By now, they were resurrected, ready for the inexorable conclusion allowed by his hamstring and his training and his balance and his natural gifts and everything that makes Usain Bolt such a force of nature when his feet hit a race track.

9.81 seconds

“This is what I came here for,” Usain Bolt said, about two hours after he won the seventh Olympic gold medal of his career, after he was serenaded by a stadium chanting his name, after he was stopped by a woman who snapped a selfie with him and danced as he walked away and, as a thank you, giddily chirped: “I love you!” After he finished .08 seconds ahead of the silver medalist Gatlin and .10 seconds ahead of the bronze medalist De Grasse. After he continued a 100-meter dash winning streak that dates to 2011, when he disqualified himself with a false start at the world championships.

After plucking the seedling from the ground before it had a chance to sprout into anything.

“At the end of the day, may the best man win,” Gatlin said. “And today Usain was the best man.”

Not today. Every day.

10 seconds

This is why Usain Bolt needs the Rio Games.
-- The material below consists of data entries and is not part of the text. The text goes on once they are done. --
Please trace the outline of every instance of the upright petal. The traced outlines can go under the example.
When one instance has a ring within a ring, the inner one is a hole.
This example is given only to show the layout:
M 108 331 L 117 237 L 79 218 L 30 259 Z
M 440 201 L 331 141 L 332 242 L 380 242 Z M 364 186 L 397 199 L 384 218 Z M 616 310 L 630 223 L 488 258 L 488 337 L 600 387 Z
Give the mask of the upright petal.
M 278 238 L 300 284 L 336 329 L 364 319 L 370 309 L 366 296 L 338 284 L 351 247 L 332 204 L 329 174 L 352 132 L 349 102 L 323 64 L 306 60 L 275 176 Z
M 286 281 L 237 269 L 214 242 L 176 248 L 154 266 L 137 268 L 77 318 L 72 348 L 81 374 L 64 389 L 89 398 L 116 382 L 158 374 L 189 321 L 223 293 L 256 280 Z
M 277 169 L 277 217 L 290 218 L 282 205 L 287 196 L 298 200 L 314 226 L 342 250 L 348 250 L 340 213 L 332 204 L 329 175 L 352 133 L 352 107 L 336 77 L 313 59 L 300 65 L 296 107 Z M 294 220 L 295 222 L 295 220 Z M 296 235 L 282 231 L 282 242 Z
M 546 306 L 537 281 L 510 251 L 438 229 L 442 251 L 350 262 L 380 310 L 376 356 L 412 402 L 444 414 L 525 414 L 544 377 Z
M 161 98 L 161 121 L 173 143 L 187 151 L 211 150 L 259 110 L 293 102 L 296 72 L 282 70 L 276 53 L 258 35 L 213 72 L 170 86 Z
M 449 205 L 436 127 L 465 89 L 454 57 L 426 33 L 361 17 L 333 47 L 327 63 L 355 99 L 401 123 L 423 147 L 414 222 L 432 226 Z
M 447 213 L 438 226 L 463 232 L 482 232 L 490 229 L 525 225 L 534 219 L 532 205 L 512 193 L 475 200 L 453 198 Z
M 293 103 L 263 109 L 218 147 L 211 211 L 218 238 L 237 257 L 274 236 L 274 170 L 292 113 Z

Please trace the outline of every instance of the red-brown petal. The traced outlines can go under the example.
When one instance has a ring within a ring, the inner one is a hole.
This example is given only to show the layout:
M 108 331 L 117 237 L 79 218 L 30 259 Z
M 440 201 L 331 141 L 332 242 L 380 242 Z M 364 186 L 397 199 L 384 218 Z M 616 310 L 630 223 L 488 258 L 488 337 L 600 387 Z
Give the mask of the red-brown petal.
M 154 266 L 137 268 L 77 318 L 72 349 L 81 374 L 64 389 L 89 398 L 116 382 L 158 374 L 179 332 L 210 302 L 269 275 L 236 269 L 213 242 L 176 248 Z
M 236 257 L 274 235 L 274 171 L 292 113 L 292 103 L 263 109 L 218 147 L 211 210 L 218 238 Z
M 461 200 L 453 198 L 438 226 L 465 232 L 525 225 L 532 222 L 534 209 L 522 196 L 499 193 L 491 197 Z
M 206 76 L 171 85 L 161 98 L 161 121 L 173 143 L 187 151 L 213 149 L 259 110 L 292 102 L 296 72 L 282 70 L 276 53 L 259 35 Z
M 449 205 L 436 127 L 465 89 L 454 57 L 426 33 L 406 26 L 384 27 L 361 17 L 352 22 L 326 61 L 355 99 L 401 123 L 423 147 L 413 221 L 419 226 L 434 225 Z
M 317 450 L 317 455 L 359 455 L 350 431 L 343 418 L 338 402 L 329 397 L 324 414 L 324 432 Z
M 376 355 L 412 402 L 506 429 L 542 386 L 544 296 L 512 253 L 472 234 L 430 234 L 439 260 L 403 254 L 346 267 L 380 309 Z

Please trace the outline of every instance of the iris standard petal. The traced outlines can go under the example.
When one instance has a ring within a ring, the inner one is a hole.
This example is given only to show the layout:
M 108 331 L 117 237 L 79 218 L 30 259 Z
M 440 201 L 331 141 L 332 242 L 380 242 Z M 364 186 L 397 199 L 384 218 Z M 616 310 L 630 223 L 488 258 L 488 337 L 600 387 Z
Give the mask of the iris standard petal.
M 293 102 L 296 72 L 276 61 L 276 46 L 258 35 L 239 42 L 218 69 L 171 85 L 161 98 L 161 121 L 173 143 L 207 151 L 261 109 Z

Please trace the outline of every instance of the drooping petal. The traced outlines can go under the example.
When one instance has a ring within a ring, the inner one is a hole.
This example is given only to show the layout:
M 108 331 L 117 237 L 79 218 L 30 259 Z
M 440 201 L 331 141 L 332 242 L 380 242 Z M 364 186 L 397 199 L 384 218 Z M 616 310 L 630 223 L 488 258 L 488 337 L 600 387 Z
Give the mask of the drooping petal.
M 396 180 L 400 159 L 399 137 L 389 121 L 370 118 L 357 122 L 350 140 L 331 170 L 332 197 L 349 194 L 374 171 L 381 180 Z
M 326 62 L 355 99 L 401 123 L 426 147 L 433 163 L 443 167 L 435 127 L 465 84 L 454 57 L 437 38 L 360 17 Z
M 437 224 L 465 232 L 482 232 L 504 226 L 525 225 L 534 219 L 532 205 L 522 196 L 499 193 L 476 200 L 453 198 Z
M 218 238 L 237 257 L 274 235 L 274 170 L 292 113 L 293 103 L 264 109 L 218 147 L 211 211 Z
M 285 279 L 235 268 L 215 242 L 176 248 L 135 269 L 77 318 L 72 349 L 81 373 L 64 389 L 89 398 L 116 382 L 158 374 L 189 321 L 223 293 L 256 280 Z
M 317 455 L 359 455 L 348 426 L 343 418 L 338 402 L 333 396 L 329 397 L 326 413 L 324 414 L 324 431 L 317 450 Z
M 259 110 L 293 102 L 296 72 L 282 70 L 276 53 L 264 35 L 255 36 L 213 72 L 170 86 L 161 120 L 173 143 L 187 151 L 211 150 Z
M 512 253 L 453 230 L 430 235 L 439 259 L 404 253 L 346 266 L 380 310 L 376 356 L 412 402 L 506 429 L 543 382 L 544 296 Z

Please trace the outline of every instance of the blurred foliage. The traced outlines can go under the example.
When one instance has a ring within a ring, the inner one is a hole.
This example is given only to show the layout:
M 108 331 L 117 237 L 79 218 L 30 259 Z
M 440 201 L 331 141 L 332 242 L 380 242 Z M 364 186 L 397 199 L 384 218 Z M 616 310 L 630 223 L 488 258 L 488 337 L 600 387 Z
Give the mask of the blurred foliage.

Because as others crossed the finish line in 9.93 and 9.94 and 9.96 and 10.04 and 10.06, the margin between first and last a quarter of a second, less than an eye blink, he was holding up his right index finger to remind the world what he was, just in case four years had caused any amnesia.

After his triple at the London Games, Bolt declared himself a legend. He already was, and he still is, and he will continue to be, even if he doesn’t complete the triple-triple. Should he, Bolt said, “I can become immortal. Two more medals to go and I can sign off. Immortal.”

The greatest 10 seconds in sports started with a blur and ended with a flourish, and everything in between was the amalgamation of energy and vibe and biomechanics and hard work and talent and all that makes Usain Bolt as amazing as he ever was, as amazing as we’ve ever seen.